Dass es zu Wartezeiten kommt, damit musste man rechnen. Dass sie aber so lange sein werden, hat mich überrascht. Es sollte generell mehr Ausstellungen und Pavillons mit einem Durchlauf haben. Auch beim Schweizer Pavillon hätte es für die Besucherführung wahrscheinlich optimalere Lösungen gegeben. Die vier verschiedenen Ausstellungen – jeweils mit einem eigenen Eingang – gaben vielen Besuchern die Möglichkeit, zumindest einen Teil des Schweizer Pavillons zu besichtigen, ohne lange anzustehen. Das war in den meisten anderen Länderpavillons gar nicht möglich.

    Zu Beginn der Expo war oft Skepsis gegenüber der Organisation
    der italienischen Gastgeber zu hören und es gab Zweifel, ob alles
    rechtzeitig fertig wird. Wie haben Sie dies erlebt?

Ich war an der Eröffnungsfeier. Ohne die Schlagzeilen im Vorfeld, hätte man kaum etwas bemerkt von nicht fertigen Pavillons. Die Italiener sind halt Meister im Improvisieren. Auf dem Ausstellungsgelände wurde dasjenige, das noch nicht fertig war, gut cachiert. Im Umgelände, z. B. bei den Zufahrtsstrassen, waren noch viele Baustellen sichtbar. Beeindruckt hat mich damals der nicht fertige und nicht besetzte Pavillon von Nepal. Dort wurden die Bauarbeiten nach dem schweren Erdbeben eingestellt und der Pavillon am Anfang unbesetzt belassen. Er stand da, wie ein Mahnmal, das uns die Macht der Natur vor Augen führte.

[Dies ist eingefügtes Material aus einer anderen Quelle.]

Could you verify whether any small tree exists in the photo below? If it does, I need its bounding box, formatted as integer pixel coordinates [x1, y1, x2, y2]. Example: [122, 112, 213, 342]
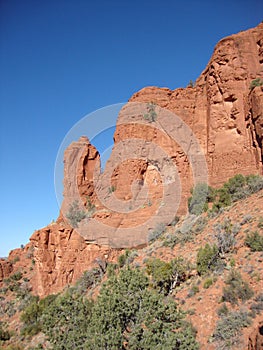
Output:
[249, 78, 263, 90]
[196, 243, 219, 275]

    Abgesehen vom Schweizer Pavillon. Welcher Länderauftritt hat
    Sie besonders beeindruckt?

Jeder Pavillon hatte seinen eigenen Charme und Reiz. Es gab wirklich unglaublich viel Interessantes und architektonisch Grossartiges zu sehen. Vergleiche sind schwierig. Kasachstan und die Vereinigten Arabischen Emirate, die Gastgeber der nächsten kleinen und grossen Weltausstellungen, haben sich sehr ins Zeug gelegt und sehr interessante Ausstellungen präsentiert. Deutschland war spannend. Gut gefallen hat mir auch Angola mit seiner Vielfalt und Farbenfrohheit oder Marokko, das sehr gut aufzeigte, was das Land produziert. Italien als Gastgeber war vielfältig vertreten und faszinierte mit dem Baum des Lebens und bot mit dem allabendlichen Wasser- und Lichtspiel ein wunderschönes Schauspiel.